After the Fact: Gourmet dining

We are all guilty, at one time or another, of saying (or writing) something really stupid, foot-in-mouth events that we live to regret. In some instances, the words are consequent to inadequate research or a misunderstanding of intention. Less frequently, if we’re mature, do we allow emotions to take control, dithering as our blood pressure rises to a state of high dudgeon.

My niece owns an incredible, one-of-a-kind home in Northern NM. Unfortunately, she lives in NJ. After much dragging of feet, Lori decided to sell this “spaceship” with surround-windows and a deck on the very edge of a cliff that gives way to an incredible view of the valley below. Every bit was hand-crafted by her dad and her uncle so it was a hard decision to make, compounded by a surveying error that her dad is trying to straighten out.

The long and short of the story is that Lorence went to the surveyor’s office and asked about the document in question. In 50 years, I have never, not once, known Lorence to raise his voice in anger.  And this surveyor “kicked him out of the office.” He informed my niece that he would “deal with her,” but her dad was never to come back. “He accused me of lying!” He probably did, but you can bet your bippy it wasn’t in those words! As a matter of conjecture, Lorence probably lapsed into Spanish and I know this particular surveyor does not understand the language.

Those of us in the family who know this story are laughing so hard, it’s difficult to tell the others. This poor man does not know how lucky he is that he met with Lorence and not one of my nephews. Or my sister Micki. There’s a saying for what could have happened: “Katy, bar the door!” (from James Whitcomb Riley).

Then there was the queen of malapropism who referred to herself as “Mrs. Dr. Bayless.”  Sitting on the deck at the pool one afternoon, Yvonne informed the group of ladies who gathered there regularly that she and her other half were having a new home built with “parfait” floors and a chandelier with “pisms.” A couple of the girls got up quickly to “go to the ladies’ room” while the rest of us had iced tea indecorously coming out of our noses. Not for the world would we have hurt her feelings: she really was a fun person.

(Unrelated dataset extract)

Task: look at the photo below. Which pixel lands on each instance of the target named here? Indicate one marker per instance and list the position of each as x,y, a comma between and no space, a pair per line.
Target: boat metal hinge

Others are less fun and generally obnoxious when they persist in airing the same old, same old, regardless the topic. If I didn’t get your message or if I rejected it the first time, the chances are that a second launching will not hit the target either. My friend Judy is a vegan: she has given me information but does not sit at my table with a spoon, forcing me to change my diet. Maria is devoutly Jewish: she appreciates that I am pro-Israel but has yet to suggest that I convert from my religion to hers. We are civil in agreeing to have differences of opinion. We don’t insist that others “do as I say, not as I do.” We don’t even insist that someone else “do as I do.” Being always right is a goal and not, so far as I’ve seen, an accomplishment on the resume of anyone I know.

As it is, I don’t have abundant time for wasting so I prefer my explorations into social media be entertaining rather than argumentative (though I was on a debate team an eon ago and could probably hold my own in a discussion.) After one failure to agree, I was informed that I should “go back to school and do something besides eat lunch.” Shoot, I can’t even afford to go to McDonalds for a semester’s worth of Big Macs and fries let alone buy textbooks and pay back student loans!